Here is the php code to accomplish that:

<?php
//zip code we want demographic data for
$zip = "22203";
//the URL of the data
$url = "http://factfinder.census.gov/servlet/SAFFFacts?_event=Search&_zip=" . $zip;
//put Census page HTML in an array
$lines = file($url);
//loop through HTML and search for unique table values
foreach ($lines as $line_num => $line) {
//white population (denoted by the R9 R10 C2 headers)
if(preg_match("<td headers=\"R9 R10 C2\" align=\"RIGHT\">", $line)){
$totalWhite = trim($lines[$line_num + 1]);
}
}
//print number of white people in 22203
echo($totalWhite);
?>

Explaining the PHP

The first few lines simply define the location of the Census data and put the source of that page into an array, with one line of HTML per array element. The “$zip” variable can be changed to any valid five-digit zip code.

The next bit gets interesting. The “for” loop works through each element of the array (each element being a line of HTML) while “preg_match” looks for the unique headers value. Once we’ve found the matching pattern, we take the next line of HTML, which is the next element in the array ($totalWhite = trim($lines[$line_num + 1]);, and assign it to a variable for later use.
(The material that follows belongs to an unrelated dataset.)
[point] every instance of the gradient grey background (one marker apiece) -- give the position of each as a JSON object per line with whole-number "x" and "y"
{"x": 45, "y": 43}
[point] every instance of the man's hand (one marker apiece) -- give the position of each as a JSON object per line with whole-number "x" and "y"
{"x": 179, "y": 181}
If you got lost in the details of how the code works, the important part to remember is that “$totalWhite = trim($lines[$line_num + 1]);” assigns the values 12,587 to the variable “$totalWhite” by taking the HTML line after matching the unique headers we searched for and striped it of HTML. If we wanted to know the percent white for the zip code, we could simply grab the value of the line three lines down from our search, like so: “$percentWhite = trim($lines[$line_num + 1]);.”
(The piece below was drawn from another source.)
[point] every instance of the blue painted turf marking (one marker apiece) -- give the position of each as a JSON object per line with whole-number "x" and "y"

To grab other statistics from the page, simply count the lines from the match found above or add a new conditional and “preg_match” search. Once all the data is stored in variables, printing it in tabular form is a snap.

Try the application. View the source.

Graphing the data

Now that we know how to automatically grab Census demographic data for any zip code, we can represent that data graphically. A bar chart is a simple way to show the relationship between population percentages, both locally and nationally, for much of the demographic data on the American FactFinder.

Follow the instructions in section one to grab Census data and store them in variables for later use. This tutorial will stick with race data for zip code 22203.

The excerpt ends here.